LUXEMBURG
MM

Immer begehrter: Die Fintech Awards Luxembourg wurden vergeben

Luxemburg ist nicht nur rein Finanzzentrum, sondern auch ein Finanz-Innovationszentrum. Das wurde am gestrigen Donnerstagabend wieder deutlich, als die FinTech Awards Luxembourg in der Zentrale des Beratungszentrums KPMG auf Kirchberg vergeben wurden.

Die Finanztechnologie-Startups (Fintechs) AIFMaps, PayKey, getmeIns sowie Blanco Services wurden für ihre Innovationsleistung ausgezeichnet, der Sonderpreis „Women in FinTech“ ging an Blanco Services.

Die Jury hob zudem die Leistung des Startup CarPay-Diem hervor, das in der morgigen Ausgabe des „Journals“ unter der Startup-Rubrik „Yes You Can“ präsentiert wird.

15 Halbfinalisten

Im Halbfinale um den Fintech-Preis standen 15 Teilnehmer, wie KPMG mitteilt.
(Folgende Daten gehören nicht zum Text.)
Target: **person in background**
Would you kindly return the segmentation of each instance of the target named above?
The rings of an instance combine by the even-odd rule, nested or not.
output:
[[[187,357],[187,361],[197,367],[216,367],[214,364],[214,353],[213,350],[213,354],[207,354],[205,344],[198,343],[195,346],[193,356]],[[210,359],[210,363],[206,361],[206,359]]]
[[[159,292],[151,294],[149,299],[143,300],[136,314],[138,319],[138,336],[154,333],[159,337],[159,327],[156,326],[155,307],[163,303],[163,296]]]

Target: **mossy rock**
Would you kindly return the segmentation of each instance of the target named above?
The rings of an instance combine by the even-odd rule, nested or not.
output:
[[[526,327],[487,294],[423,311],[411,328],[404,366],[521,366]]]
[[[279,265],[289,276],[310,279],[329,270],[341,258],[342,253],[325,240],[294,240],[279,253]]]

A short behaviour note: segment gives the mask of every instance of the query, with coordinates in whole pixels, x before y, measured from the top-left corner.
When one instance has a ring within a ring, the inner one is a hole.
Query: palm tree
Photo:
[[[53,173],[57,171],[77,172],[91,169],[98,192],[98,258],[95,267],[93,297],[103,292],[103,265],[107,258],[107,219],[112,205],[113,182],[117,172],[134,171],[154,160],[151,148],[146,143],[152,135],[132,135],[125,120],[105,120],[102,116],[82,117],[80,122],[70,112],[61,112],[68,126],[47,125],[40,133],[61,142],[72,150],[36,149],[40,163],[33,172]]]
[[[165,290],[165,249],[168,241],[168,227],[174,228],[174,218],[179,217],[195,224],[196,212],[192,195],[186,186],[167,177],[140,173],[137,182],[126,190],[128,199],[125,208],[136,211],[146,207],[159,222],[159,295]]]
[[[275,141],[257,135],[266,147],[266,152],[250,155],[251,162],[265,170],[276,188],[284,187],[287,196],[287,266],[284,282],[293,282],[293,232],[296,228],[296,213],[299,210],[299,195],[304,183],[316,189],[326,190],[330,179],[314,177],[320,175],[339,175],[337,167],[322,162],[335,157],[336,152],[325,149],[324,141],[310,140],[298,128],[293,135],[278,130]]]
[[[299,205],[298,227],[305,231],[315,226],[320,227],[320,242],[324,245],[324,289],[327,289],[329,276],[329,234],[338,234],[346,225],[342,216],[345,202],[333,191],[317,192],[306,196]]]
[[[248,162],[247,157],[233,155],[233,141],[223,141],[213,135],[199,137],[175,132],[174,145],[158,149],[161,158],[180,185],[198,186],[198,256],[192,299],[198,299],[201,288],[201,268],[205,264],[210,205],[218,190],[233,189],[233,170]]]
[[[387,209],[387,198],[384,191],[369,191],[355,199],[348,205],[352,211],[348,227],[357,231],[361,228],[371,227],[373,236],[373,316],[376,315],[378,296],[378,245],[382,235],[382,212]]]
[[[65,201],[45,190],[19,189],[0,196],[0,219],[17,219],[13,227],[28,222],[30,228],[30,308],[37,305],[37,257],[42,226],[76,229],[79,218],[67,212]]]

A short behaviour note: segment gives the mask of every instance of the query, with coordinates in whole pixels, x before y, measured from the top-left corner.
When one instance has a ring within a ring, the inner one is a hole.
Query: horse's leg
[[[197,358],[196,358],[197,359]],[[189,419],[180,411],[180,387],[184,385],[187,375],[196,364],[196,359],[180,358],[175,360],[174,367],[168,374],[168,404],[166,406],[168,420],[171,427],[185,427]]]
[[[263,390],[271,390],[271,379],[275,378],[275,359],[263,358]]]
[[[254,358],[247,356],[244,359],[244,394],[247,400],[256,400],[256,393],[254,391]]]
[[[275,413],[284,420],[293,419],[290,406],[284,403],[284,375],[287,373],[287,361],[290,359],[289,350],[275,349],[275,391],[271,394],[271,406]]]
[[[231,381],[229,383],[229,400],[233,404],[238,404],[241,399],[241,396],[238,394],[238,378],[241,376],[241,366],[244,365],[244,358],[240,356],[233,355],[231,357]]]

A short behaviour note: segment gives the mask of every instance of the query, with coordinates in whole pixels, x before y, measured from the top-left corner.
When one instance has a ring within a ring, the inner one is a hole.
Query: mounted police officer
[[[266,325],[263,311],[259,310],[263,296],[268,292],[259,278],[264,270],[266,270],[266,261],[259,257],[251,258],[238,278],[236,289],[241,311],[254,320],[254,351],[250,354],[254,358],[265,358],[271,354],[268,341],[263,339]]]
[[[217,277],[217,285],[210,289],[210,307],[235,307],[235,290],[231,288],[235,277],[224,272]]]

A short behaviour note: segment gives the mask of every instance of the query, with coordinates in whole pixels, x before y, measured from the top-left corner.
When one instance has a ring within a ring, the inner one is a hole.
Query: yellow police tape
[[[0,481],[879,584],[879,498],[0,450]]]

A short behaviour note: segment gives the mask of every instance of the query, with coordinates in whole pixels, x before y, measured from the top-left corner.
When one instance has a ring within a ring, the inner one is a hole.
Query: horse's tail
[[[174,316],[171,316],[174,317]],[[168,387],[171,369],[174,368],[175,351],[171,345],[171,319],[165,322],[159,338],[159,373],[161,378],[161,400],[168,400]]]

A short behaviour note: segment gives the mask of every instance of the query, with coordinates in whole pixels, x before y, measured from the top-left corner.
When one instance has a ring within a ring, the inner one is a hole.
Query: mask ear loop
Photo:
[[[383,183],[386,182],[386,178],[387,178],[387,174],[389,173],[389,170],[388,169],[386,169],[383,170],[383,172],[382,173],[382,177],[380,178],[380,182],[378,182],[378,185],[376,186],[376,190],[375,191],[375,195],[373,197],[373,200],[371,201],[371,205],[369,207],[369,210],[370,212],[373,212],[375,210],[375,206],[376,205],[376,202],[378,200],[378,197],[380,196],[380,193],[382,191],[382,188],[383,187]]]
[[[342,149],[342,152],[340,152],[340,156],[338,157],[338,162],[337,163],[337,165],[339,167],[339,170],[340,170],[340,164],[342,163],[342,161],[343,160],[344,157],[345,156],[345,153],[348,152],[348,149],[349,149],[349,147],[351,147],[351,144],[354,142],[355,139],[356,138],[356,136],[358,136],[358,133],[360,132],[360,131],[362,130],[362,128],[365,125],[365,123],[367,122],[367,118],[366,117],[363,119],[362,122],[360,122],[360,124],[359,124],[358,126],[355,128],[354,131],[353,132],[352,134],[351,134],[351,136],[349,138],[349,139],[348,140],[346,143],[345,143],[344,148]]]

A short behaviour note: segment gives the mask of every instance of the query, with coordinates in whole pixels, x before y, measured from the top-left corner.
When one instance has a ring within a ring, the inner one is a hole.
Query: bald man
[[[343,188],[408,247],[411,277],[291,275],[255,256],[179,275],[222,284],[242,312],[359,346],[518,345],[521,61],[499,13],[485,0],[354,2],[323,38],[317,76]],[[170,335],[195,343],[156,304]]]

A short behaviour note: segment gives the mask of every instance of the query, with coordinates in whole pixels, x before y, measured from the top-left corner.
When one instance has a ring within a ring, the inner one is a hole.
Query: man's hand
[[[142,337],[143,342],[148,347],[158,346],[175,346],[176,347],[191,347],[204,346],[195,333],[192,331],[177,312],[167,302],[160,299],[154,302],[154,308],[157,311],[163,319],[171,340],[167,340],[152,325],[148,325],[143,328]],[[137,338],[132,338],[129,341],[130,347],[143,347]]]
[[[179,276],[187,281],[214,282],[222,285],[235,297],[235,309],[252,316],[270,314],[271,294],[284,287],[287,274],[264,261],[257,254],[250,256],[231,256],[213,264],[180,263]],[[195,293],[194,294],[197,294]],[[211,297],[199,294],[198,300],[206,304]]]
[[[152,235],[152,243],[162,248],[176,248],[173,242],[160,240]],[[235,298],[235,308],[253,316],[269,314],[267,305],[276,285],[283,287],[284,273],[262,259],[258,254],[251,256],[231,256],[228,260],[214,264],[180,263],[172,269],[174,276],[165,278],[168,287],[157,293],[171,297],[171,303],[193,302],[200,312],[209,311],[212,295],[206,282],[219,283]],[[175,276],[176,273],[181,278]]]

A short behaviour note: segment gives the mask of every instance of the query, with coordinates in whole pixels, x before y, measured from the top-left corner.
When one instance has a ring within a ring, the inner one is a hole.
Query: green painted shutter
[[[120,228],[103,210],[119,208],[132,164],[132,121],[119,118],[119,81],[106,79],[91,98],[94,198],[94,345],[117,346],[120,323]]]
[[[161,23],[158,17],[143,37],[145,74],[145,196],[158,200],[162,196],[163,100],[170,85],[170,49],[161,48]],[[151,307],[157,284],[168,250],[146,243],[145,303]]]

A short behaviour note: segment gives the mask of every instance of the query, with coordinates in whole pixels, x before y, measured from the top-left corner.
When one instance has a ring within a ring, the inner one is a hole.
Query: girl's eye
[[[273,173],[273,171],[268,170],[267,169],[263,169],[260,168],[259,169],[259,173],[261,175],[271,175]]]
Luxemburgs Premierminister Xavier Bettel eröffnete die Zeremonie mit den Worten: „In Luxemburg arbeitet die Regierung an konkreten Lösungen, um Forschung und Innovation im Finanzsektor zu fördern.“ Luxemburgs Ecosystem sei so aufgestellt, dass schnell veränderte Rahmenbedingungen adaptiert werden könnten, was eine der Stärken des Landes sei.

Die Halbfinalisten kamen von China bis Israel, während die meisten aus Europa kamen, drei davon aus Luxemburg. Ihre Innovationen erstreckten sich über Regulationstechnologie („RegTech“), Investmentmanagement, Blockchain, Bezahldienstleistungen, Künstlicher Intelligenz und anderes mehr.

Georges Bock, Partner von KPMG Luxembourg, unterstrich die Bedeutung dieser Vielfalt und erklärte, dass „die Unterschiedlichkeit der Bewerber und Halbfinalisten zeigt, dass FinTech sich in vielen Segmenten entwickeln... Wir sind sehr begierig, die weiteren Entwicklungen zu sehen.“

Beim diesmaligen zweiten Wettbewerb um die Fintech-Awards Luxembourg kamen die Bewerber aus mehr als 45 verschiedenen Ländern. Beim ersten Wettbewerb im Vorjahr waren es 20 Bewerber gewesen, was zeige, welcher „wachsende Hunger nach Fintech-Möglichkeiten“ bestehe.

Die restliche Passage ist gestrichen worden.